Disk usage of gateway

Andrew_Degtiariov · September 24, 2010, 11:09am

Hello!

Today I'm receive an alert about no free space on 100Gb EBS partition
which I use as "work" directory for single node ES installation.
98Gb was used by gateway. Data for ES produced from MongoDB and takes
all with indexes and other data which is not indexed in ES only 11Gb.
I have moved all data of gateway to /mnt partition (it have 500Gb) and
start ES again but shutting down ES when it hold more 30 minutes in
recovery state.
For example full indexation takes only 25 minutes and now gateway
occupy only 22 Gb (21 Gb after optimizing of indexes).

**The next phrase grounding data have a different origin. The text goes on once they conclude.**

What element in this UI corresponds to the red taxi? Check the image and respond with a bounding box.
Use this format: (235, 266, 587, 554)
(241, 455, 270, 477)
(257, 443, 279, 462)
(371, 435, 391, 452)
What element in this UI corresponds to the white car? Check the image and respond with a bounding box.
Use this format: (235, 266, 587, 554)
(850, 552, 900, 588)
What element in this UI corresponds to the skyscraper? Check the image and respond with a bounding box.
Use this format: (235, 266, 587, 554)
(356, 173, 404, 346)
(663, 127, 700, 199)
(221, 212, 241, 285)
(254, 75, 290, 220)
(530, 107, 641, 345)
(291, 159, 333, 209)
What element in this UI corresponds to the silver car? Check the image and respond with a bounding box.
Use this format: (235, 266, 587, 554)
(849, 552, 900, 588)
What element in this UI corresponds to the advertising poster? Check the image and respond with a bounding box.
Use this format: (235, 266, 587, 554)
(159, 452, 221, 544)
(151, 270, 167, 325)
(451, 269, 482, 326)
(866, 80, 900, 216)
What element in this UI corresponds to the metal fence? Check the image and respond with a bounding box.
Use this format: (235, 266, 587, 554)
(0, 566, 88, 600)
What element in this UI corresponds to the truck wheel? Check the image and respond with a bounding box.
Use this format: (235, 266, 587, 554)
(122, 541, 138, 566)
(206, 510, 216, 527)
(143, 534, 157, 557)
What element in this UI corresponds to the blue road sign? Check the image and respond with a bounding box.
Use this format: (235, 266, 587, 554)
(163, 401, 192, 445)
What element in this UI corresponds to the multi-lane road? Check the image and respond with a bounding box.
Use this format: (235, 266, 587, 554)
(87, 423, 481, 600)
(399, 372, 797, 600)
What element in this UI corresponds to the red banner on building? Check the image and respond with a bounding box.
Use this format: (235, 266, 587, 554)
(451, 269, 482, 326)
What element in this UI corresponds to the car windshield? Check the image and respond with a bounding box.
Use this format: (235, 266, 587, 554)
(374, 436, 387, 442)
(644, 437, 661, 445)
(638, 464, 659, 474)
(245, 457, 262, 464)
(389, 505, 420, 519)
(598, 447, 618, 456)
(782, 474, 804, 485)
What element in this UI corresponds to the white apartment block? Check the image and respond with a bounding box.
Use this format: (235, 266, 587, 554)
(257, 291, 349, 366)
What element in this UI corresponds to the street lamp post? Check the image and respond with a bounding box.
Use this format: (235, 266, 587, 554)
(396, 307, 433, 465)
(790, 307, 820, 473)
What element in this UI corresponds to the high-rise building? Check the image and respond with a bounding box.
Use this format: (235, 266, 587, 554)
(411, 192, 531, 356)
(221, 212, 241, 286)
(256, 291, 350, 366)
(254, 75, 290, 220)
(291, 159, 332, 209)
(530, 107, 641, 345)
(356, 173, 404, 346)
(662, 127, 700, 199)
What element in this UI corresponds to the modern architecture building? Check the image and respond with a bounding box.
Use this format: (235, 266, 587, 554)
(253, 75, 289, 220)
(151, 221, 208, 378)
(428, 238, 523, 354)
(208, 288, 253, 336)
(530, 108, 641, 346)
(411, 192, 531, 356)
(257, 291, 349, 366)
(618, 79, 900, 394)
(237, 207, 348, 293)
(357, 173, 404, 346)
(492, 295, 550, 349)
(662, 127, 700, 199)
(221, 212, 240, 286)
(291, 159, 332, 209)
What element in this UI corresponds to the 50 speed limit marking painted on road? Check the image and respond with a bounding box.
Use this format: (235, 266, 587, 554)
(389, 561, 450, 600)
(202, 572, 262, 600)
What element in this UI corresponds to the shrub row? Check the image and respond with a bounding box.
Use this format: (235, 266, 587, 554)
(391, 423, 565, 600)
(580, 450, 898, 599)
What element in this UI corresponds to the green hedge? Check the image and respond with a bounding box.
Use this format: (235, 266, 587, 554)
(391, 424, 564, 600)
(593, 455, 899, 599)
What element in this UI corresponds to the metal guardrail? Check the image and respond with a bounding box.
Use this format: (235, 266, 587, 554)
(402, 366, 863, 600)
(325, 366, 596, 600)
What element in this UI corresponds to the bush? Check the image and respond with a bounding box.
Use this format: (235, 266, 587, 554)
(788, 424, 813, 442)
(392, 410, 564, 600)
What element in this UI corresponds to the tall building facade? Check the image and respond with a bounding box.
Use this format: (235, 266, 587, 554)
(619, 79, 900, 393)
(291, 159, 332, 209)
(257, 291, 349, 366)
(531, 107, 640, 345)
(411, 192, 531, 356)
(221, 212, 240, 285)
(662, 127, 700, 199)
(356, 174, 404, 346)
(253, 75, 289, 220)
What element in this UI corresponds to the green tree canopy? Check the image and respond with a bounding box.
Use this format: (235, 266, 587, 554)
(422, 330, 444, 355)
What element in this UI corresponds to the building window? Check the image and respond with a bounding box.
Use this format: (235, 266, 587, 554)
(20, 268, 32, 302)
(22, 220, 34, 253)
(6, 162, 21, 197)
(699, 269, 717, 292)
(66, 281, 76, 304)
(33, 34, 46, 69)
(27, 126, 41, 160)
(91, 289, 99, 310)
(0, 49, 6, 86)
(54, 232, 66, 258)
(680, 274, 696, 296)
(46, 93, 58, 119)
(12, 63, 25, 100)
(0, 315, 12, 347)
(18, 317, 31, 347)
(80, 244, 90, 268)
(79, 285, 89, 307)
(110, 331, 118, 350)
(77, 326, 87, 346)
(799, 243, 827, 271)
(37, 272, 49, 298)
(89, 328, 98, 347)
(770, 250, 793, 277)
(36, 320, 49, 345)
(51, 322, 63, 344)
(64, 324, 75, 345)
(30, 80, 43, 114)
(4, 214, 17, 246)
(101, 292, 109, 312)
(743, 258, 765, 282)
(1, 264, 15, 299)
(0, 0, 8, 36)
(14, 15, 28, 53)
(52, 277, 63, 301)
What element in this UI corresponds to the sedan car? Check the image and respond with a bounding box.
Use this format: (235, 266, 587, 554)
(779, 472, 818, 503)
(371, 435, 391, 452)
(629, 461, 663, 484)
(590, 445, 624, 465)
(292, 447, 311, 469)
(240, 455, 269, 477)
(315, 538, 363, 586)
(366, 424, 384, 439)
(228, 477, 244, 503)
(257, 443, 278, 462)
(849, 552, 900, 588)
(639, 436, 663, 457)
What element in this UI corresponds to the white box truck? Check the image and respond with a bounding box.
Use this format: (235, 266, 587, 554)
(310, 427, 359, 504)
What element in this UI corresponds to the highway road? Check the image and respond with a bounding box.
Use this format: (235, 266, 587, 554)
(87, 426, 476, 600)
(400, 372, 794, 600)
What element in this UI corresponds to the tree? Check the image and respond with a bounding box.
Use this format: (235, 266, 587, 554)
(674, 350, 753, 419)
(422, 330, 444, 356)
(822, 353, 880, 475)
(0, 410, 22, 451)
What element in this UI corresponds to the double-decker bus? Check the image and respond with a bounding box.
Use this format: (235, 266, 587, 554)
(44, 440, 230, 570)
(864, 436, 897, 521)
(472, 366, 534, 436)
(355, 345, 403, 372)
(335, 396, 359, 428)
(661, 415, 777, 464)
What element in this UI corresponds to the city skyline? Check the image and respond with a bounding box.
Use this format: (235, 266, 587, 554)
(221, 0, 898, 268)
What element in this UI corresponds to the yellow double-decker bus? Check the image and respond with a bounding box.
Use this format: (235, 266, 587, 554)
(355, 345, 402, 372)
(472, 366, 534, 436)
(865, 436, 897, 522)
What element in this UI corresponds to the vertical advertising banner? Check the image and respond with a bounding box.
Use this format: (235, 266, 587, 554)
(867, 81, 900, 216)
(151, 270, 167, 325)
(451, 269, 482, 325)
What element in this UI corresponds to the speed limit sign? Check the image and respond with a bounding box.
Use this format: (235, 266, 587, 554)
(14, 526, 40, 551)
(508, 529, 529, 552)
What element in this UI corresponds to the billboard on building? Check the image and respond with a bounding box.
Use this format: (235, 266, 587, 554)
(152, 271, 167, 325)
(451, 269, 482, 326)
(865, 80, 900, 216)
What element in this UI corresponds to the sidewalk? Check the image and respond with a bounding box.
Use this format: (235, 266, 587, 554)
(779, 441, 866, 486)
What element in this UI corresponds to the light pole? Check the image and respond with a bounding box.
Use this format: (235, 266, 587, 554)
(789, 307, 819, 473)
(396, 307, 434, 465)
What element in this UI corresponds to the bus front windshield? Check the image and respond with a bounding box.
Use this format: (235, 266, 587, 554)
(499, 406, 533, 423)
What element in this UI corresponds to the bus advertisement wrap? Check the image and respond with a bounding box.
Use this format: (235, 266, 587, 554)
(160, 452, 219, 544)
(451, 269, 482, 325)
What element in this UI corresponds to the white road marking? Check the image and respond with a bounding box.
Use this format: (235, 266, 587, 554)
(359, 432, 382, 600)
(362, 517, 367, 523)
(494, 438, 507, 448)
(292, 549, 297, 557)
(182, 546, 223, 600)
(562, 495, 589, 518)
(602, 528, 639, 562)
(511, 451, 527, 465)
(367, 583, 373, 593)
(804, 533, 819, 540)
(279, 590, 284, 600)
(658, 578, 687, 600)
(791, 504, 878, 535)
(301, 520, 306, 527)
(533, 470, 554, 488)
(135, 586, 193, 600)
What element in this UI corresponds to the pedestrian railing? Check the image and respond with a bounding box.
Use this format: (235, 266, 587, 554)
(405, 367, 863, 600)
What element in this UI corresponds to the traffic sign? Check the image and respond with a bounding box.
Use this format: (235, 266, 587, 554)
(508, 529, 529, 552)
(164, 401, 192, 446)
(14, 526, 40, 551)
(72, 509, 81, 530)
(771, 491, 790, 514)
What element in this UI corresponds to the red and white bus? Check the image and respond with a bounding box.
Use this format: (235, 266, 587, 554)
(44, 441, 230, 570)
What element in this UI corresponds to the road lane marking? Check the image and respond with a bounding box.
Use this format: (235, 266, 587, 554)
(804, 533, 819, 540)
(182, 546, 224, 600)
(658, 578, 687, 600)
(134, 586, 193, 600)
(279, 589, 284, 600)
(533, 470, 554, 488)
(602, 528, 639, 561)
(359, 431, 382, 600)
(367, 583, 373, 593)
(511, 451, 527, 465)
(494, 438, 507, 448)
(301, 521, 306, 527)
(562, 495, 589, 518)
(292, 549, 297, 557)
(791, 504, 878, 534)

Is there a way to get clean up gateway? And is there a way to decrease
time of index recovery?

--
Andrew Degtiariov
DA-RIPE

kimchy · September 24, 2010, 5:02pm

The gateway should get cleaned up automatically. Are you storing both the
gateway and the work dir in the same location?

On Fri, Sep 24, 2010 at 1:09 PM, Andrew Degtiariov <
andrew.degtiariov@gmail.com> wrote:

Hello!

Today I'm receive an alert about no free space on 100Gb EBS partition
which I use as "work" directory for single node ES installation.
98Gb was used by gateway. Data for ES produced from MongoDB and takes
all with indexes and other data which is not indexed in ES only 11Gb.
I have moved all data of gateway to /mnt partition (it have 500Gb) and
start ES again but shutting down ES when it hold more 30 minutes in
recovery state.
For example full indexation takes only 25 minutes and now gateway
occupy only 22 Gb (21 Gb after optimizing of indexes).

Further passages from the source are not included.